For training supervised classifiers to recognize different patterns, large data collections with accurate labels are necessary. In this paper, we propose a generic, semi-automatic labeling technique for large handwritten character collections. In order to speed up the creation of a large scale ground truth, the method combines unsupervised clustering and minimal expert knowledge. To exploit the potential discriminant complementarities across features, each character is projected into five different feature spaces. After clustering the images in each feature space, the human expert labels the cluster centers. Each data point inherits the label of its cluster's center. A majority (or unanimity) vote decides the label of each character image. The amount of human involvement (labeling) is strictly controlled by the number of clusters - produced by the chosen clustering approach. To test the efficiency of the proposed approach, we have compared, and evaluated three state-of-the art clustering methods (k-means, self-organizing maps, and growing neural gas) on the MNIST digit data set, and a Lampung Indonesian character data set, respectively. Considering a k-nn classifier, we show that labeling manually only 1.3% (MNIST), and 3.2% (Lampung) of the training data, provides the same range of performance than a completely labeled data set would.

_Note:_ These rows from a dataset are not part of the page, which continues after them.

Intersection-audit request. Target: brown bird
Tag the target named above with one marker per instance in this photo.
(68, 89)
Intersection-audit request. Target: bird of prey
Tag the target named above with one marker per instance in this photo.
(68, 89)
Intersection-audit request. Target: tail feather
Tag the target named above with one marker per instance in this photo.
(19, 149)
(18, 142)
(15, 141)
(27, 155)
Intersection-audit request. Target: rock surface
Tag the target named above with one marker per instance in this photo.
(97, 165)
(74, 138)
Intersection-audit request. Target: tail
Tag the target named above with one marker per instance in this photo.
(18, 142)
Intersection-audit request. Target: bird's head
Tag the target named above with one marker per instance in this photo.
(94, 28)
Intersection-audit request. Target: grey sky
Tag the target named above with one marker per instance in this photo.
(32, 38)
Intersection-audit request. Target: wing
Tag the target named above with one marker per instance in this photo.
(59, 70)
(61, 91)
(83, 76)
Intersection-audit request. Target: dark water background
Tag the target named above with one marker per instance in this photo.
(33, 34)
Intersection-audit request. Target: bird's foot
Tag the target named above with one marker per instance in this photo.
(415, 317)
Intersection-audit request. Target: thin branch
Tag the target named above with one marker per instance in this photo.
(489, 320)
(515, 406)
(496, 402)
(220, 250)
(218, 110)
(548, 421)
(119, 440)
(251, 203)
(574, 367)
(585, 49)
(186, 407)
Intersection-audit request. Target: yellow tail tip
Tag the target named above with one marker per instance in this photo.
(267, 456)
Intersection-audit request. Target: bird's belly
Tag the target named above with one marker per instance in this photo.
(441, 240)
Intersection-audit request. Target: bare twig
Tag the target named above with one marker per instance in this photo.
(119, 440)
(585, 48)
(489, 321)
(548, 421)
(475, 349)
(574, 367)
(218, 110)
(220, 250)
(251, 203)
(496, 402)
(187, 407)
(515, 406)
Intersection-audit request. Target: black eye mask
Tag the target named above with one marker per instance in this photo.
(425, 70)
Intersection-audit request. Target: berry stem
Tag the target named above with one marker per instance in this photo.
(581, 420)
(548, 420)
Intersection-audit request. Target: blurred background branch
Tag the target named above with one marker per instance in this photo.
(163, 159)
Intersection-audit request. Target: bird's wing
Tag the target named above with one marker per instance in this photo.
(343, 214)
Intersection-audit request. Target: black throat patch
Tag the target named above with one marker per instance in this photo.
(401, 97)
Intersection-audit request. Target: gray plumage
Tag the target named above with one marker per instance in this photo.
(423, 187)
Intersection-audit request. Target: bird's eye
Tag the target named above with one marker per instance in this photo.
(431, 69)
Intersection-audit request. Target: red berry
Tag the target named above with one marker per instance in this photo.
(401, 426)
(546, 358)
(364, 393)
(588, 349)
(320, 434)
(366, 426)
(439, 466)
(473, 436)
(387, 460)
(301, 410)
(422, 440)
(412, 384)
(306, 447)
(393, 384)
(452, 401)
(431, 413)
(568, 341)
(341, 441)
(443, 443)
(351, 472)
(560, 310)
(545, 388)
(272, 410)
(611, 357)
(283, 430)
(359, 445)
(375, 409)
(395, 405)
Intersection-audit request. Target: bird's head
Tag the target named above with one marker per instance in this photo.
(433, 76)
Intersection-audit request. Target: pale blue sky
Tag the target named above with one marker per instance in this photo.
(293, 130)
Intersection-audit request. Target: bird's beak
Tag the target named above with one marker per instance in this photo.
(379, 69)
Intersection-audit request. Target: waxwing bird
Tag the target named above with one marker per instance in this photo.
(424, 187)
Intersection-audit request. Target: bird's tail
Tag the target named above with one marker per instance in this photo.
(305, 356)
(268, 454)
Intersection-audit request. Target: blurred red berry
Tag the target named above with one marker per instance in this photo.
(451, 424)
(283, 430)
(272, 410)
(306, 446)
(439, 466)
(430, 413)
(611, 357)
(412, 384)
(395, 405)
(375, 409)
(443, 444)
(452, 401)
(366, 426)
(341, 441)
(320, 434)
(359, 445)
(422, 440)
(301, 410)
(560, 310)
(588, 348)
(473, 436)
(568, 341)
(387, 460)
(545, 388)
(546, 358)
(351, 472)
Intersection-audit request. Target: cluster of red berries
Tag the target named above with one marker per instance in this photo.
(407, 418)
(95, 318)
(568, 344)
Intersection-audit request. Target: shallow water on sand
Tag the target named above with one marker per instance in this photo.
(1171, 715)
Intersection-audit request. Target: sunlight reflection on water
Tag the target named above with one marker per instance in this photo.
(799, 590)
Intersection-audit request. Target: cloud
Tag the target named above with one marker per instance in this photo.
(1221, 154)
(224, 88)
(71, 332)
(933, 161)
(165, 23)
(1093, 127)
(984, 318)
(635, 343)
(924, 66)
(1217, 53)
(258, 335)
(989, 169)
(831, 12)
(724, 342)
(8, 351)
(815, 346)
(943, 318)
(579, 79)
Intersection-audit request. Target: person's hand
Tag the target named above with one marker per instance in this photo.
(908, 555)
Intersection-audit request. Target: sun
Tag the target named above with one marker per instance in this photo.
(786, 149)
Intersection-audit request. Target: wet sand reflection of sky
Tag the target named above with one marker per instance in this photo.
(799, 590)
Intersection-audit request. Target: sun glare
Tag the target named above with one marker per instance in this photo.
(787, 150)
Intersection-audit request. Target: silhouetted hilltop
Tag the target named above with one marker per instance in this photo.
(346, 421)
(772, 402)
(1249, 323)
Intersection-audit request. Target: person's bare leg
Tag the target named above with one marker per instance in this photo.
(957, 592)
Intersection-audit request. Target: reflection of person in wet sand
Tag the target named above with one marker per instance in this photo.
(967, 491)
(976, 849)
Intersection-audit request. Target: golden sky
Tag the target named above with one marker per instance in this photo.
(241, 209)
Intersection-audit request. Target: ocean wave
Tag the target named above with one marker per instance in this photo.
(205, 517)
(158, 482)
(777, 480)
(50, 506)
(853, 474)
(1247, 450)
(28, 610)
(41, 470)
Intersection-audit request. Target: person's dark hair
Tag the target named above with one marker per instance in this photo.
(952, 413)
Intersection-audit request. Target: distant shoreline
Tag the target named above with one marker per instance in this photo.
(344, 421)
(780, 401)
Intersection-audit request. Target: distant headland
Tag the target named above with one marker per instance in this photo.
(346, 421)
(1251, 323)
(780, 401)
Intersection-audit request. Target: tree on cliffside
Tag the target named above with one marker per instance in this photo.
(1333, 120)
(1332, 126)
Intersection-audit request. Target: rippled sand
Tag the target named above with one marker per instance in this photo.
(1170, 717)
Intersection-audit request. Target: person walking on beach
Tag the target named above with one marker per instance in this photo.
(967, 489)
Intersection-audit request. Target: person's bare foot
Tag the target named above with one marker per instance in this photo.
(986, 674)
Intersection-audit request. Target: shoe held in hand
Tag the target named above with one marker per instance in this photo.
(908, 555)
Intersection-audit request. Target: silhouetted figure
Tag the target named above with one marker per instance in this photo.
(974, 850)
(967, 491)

为了训练监督分类器以识别不同模式,需要有带准确标签的大数据集。在本文中,我们针对大型手写字符集提出了一种通用的半自动标注技术。为了加快大规模真实标注的创建,该方法将无监督聚类和最少的专家知识相结合。为了利用不同特征间潜在的判别互补性,每个字符被投影到五个不同的特征空间。在对每个特征空间中的图像进行聚类后,人类专家为聚类中心标注标签。每个数据点继承其所在聚类中心的标签。通过多数(或一致)投票来确定每个字符图像的标签。人工参与(标注)的量由所选聚类方法产生的聚类数量严格控制。为了测试所提方法的效率,我们分别在MNIST数字数据集和印尼楠榜语字符数据集上比较并评估了三种最先进的聚类方法(k均值、自组织映射和生长神经气体)。考虑一个k近邻分类器,我们表明仅对手动标注1.3%(MNIST)和3.2%(楠榜语)的训练数据,就能提供与完全标注的数据集相同的性能范围。